Bantoo Singh

Personal information
- Born: 17 February 1963 (age 63) Delhi, India
- Batting: Right-handed
- Bowling: Right-arm off break
- Role: Batsman
- Relations: Dilbaugh Singh (father)

Domestic team information
- 1985/86–1995/96: Delhi

Career statistics
| Competition | FC | List A |
| Matches | 69 | 33 |
| Runs scored | 3,694 | 607 |
| Batting average | 45.04 | 30.35 |
| 100s/50s | 11/18 | 0/5 |
| Top score | 214 | 96* |
| Balls bowled | 315 | – |
| Wickets | 3 | – |
| Bowling average | 74.33 | – |
| 5 wickets in innings | 0 | – |
| 10 wickets in match | 0 | n/a |
| Best bowling | 1/4 | – |
| Catches/stumpings | 41/– | 6/– |
- Source: ESPNcricinfo, 26 December 2015

= Bantoo Singh =

Indian cricketer (born 1963)

Bantoo Singh (born 17 February 1963), also spelled as Bantu Singh, is a former Indian first-class cricketer who played for Delhi cricket team from 1985/86 to 1995/96. In 2005, he became a selector for the Delhi District Cricket Association.

==Life and career==
Singh was born on 17 February 1963 in Delhi. His father Dilbaugh Singh was the founder of Delhi Gymkhana Club and had also played first-class cricket for Jammu and Kashmir cricket team. He had also worked as a selector of Delhi.

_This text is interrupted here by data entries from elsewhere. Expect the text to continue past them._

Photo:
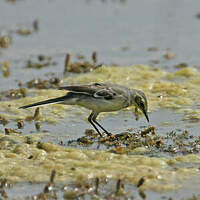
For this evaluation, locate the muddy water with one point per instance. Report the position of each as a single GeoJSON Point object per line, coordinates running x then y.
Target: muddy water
{"type": "Point", "coordinates": [121, 34]}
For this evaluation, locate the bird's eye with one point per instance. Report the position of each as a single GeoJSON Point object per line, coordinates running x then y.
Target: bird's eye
{"type": "Point", "coordinates": [142, 104]}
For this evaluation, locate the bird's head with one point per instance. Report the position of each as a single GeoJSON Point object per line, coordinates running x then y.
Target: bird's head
{"type": "Point", "coordinates": [140, 101]}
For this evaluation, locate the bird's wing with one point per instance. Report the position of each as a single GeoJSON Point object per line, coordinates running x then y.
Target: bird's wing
{"type": "Point", "coordinates": [98, 90]}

Singh played as a right-handed middle-order batsman, representing Delhi between the 1985/86 to 1995/96 seasons. He scored more than 3000 first-class runs and 11 hundreds including hundreds in two Ranji Trophy finals: 179 against Bengal in the 1988–89 Ranji Trophy final and 123 against Tamil Nadu in the 1991–92 Ranji Trophy final. He had also captained the team in a few matches and appeared for North Zone cricket team in Duleep Trophy. Although he had played his last first-class match in 1995/96, he announced his retirement only in November 2005.

In August 2005, Delhi District Cricket Association appointed Singh as a member of the five-man Delhi selection panel. He later became the chairman of Delhi under-19 selection panel.